Community Academy charter wins appeal to stay open

This article was originally published in The Notebook. In August 2020, The Notebook became Chalkbeat Philadelphia.

Updated | Wednesday, 7 p.m.

The state Charter Appeal Board, in a 4-3 vote, has ordered the School Reform Commission to renew the charter of Community Academy of Philadelphia (CAP).

Community Academy, launched in the 1980s as an alternative for students having difficulty in the traditional system, became a charter school in 1997. It is the city’s oldest charter.

The SRC voted to close the school in January 2013, citing poor academic performance and concerns about financial practices. Those assessments have long been vigorously challenged by the school’s founder and CEO, Joseph Proietta.

The District and CAP have been in a legal tussle since 2011, when just two of four sitting members of the SRC at the time voted to renew the charter – not a majority. The charter maintained that it had been renewed.

The school, founded as a high school, now has some 1,200 students from grades K to 12 with a budget of about $13 million. In preparing the School District’s 2016 spending plan and funding needs, officials had assumed that CAP and several other schools that the SRC has voted not to renew would, in fact, close.

This decision could exacerbate the District’s funding woes. Officials say that the District needs $84 million more next year just to keep current programming. This decision could add $13 million to that figure.

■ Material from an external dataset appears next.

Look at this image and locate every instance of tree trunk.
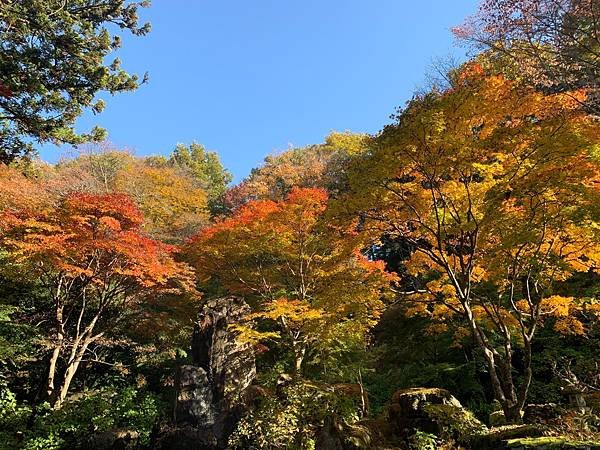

Update: District Chief Financial Officer said Wednesday that next year’s budget assumes that Community Academy would be open next year, but the five-year financial plan assumed it would close by 2017. End update

Community Academy scored a 67.9 on the state’s School Performance Profile, higher than many neighborhood schools from which it draws students, and argued that there was no academic basis to close the school. Although overall academic proficiency rates are still relatively low, the school scored well for making improvement. It also reported a high graduation rate.

A copy of the Appeals Board decision was not immediately available.

Other Philadelphia charters facing the possibility of closure include Imani Education Circle, New Media Technology, and Truebright.